The advice industry would benefit from new legislation protecting “good faith” disclosure of poor adviser conduct between licensees when conducting reference checks, ANZ has argued.
In its submission to the ‘scrutiny of financial advice’ inquiry, the banking group seeks to offer a solution to the easy movement of “people of bad character” between licensees, arguing there is scope for new protectionist laws.
“There is an opportunity for legislation to address this issue by creating a framework within which legal protection would be given to good faith disclosures made by licensees in response to reference checks,” the submission states.
“This would inhibit financial planners who had engaged in misconduct but had not yet been formally banned from moving from licensee to licensee.”
Under the current system, licensees often lack information about a prospective employee or authorised representative and are unable to assess past conduct short of a banning order, the submission contends.

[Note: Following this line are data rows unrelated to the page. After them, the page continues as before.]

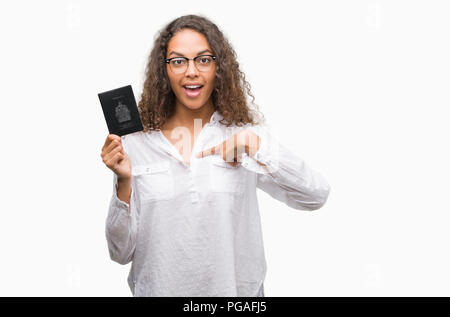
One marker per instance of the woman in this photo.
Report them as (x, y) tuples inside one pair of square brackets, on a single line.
[(184, 207)]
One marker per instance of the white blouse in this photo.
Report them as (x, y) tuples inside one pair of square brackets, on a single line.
[(195, 230)]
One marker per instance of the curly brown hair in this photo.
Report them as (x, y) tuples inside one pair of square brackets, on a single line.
[(157, 102)]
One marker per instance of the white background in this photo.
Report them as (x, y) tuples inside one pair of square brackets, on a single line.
[(358, 89)]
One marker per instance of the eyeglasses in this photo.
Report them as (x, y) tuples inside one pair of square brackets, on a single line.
[(179, 65)]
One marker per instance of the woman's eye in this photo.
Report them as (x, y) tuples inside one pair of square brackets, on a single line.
[(178, 62)]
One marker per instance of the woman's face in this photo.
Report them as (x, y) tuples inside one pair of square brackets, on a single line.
[(189, 43)]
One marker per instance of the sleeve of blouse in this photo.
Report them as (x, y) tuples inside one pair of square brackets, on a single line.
[(286, 177), (121, 226)]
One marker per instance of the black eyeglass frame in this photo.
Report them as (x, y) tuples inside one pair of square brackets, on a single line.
[(167, 60)]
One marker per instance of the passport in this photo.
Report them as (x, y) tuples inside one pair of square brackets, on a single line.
[(120, 111)]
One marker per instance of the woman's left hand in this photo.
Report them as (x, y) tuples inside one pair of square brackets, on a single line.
[(231, 150)]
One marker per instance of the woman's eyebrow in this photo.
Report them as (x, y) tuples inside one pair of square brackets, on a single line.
[(176, 53)]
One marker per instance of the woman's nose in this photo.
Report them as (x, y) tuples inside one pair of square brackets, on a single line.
[(191, 70)]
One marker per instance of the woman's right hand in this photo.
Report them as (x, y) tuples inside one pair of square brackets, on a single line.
[(115, 158)]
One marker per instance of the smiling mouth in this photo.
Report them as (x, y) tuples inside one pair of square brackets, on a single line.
[(193, 91)]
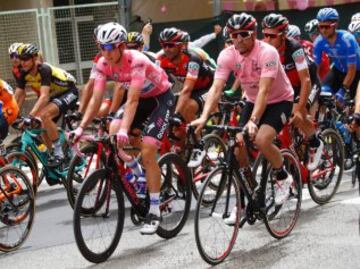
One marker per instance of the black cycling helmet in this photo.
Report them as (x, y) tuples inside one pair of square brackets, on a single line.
[(242, 21), (135, 37), (27, 50), (171, 35), (185, 37), (275, 21)]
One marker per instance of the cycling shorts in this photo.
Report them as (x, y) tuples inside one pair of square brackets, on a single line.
[(275, 115)]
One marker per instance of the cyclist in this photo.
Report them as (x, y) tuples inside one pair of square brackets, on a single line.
[(107, 106), (343, 51), (354, 28), (9, 108), (267, 89), (297, 67), (14, 58), (149, 99), (56, 91)]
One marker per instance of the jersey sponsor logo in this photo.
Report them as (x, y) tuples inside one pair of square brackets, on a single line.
[(299, 56), (270, 64)]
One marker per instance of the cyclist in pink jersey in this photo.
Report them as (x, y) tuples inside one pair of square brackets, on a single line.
[(149, 100), (268, 92)]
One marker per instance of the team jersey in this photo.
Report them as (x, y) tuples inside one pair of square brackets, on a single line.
[(135, 70), (324, 67), (343, 52), (10, 108), (293, 59), (56, 78), (190, 67), (262, 62)]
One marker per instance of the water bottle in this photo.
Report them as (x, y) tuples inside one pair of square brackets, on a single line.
[(141, 184), (135, 167), (345, 133), (42, 148)]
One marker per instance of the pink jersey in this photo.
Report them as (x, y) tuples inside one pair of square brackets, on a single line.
[(263, 61), (134, 71)]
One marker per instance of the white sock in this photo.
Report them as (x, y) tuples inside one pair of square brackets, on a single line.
[(155, 203)]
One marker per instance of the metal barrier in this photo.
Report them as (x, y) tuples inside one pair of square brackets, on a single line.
[(64, 34)]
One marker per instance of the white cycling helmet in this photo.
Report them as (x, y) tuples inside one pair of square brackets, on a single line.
[(355, 17), (13, 47), (354, 27), (111, 33), (293, 31)]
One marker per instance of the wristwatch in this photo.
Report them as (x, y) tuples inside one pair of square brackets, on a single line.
[(255, 120)]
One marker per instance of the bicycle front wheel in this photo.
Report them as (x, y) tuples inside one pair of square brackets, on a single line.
[(17, 208), (97, 234), (325, 179), (281, 219), (215, 237)]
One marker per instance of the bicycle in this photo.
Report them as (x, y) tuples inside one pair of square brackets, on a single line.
[(17, 208), (105, 188), (225, 201)]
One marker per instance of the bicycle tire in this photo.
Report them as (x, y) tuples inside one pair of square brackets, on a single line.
[(73, 173), (98, 177), (275, 213), (177, 193), (319, 189), (7, 219), (208, 163), (202, 212)]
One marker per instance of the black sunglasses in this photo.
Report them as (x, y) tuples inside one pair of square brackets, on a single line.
[(243, 35)]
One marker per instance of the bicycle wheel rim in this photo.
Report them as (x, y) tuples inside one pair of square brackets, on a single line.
[(214, 238), (281, 219), (16, 218), (97, 235)]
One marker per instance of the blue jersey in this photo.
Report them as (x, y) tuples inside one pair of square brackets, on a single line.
[(343, 52)]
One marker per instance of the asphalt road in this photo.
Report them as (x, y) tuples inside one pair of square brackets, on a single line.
[(325, 236)]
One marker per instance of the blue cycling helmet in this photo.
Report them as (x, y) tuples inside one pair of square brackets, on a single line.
[(327, 14)]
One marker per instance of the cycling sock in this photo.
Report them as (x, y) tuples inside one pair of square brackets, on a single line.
[(314, 141), (155, 204), (280, 173)]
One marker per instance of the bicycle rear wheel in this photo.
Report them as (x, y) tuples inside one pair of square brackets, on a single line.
[(281, 219), (214, 238), (97, 234), (17, 208), (325, 180), (175, 194)]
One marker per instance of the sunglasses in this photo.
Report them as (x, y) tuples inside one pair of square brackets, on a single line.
[(25, 58), (326, 26), (132, 46), (243, 35), (271, 36), (169, 45), (14, 55), (108, 47)]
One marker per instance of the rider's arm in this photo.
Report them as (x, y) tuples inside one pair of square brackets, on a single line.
[(86, 94), (20, 96), (117, 98), (265, 84), (185, 94), (42, 101), (213, 97)]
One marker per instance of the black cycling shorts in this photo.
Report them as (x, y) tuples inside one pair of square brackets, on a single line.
[(275, 115), (67, 100), (152, 116)]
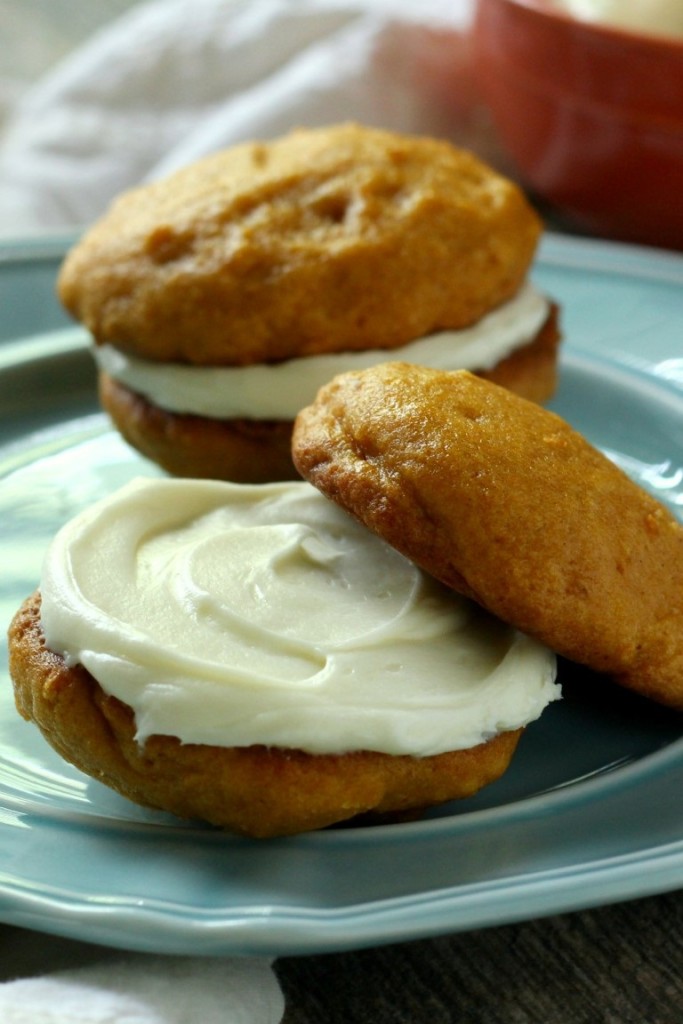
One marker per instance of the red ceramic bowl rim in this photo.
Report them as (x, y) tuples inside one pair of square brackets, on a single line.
[(547, 8)]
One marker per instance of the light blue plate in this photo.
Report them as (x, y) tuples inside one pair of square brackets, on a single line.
[(591, 810)]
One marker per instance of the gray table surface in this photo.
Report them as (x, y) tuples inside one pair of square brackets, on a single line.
[(614, 965)]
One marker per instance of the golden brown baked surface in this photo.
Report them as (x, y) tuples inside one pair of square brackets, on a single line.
[(505, 502), (336, 239), (256, 791), (257, 452)]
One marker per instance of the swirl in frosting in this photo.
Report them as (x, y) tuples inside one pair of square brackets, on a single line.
[(230, 614)]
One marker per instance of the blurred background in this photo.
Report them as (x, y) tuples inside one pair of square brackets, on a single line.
[(36, 34), (96, 95)]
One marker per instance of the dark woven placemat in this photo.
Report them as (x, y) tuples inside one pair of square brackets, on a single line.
[(615, 965)]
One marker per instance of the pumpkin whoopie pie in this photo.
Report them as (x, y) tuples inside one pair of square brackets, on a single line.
[(221, 298), (507, 504)]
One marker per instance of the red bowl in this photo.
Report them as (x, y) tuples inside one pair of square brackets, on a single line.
[(592, 116)]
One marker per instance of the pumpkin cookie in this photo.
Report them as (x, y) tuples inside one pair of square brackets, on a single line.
[(506, 503), (221, 298)]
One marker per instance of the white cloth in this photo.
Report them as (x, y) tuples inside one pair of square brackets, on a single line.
[(174, 79), (141, 989)]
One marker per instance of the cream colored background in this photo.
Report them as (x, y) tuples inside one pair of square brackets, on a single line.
[(36, 34)]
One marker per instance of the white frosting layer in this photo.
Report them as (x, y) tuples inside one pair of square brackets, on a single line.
[(231, 615), (279, 390)]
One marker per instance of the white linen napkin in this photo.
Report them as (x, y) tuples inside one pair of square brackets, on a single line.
[(174, 79), (142, 989)]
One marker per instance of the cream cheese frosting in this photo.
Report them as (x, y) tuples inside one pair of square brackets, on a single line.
[(279, 390), (231, 614)]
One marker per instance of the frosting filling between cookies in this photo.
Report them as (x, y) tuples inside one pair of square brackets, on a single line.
[(279, 390), (230, 614)]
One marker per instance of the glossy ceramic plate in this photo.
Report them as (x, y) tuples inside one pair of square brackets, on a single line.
[(591, 809)]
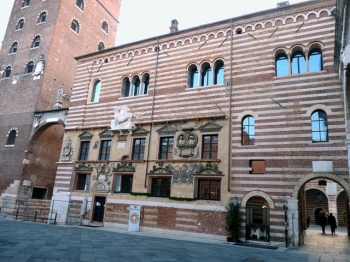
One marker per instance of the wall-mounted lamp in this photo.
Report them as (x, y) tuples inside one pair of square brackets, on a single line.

Licensees are hesitant to provide this information during recruitment negotiations due to “actual or perceived legal restraints and potential liabilities”, it suggests.
At the same time, ANZ rejects the idea that this information should be made publicly available – such as including it on the government’s adviser register – arguing that publication may be “unfairly prejudicial” to an adviser and that it would “inhibit frank disclosure” between licensees.
The submission explains that ANZ supports, however, the inclusion of publicly available information regarding misconduct, such as bans or enforceable undertakings, on the register.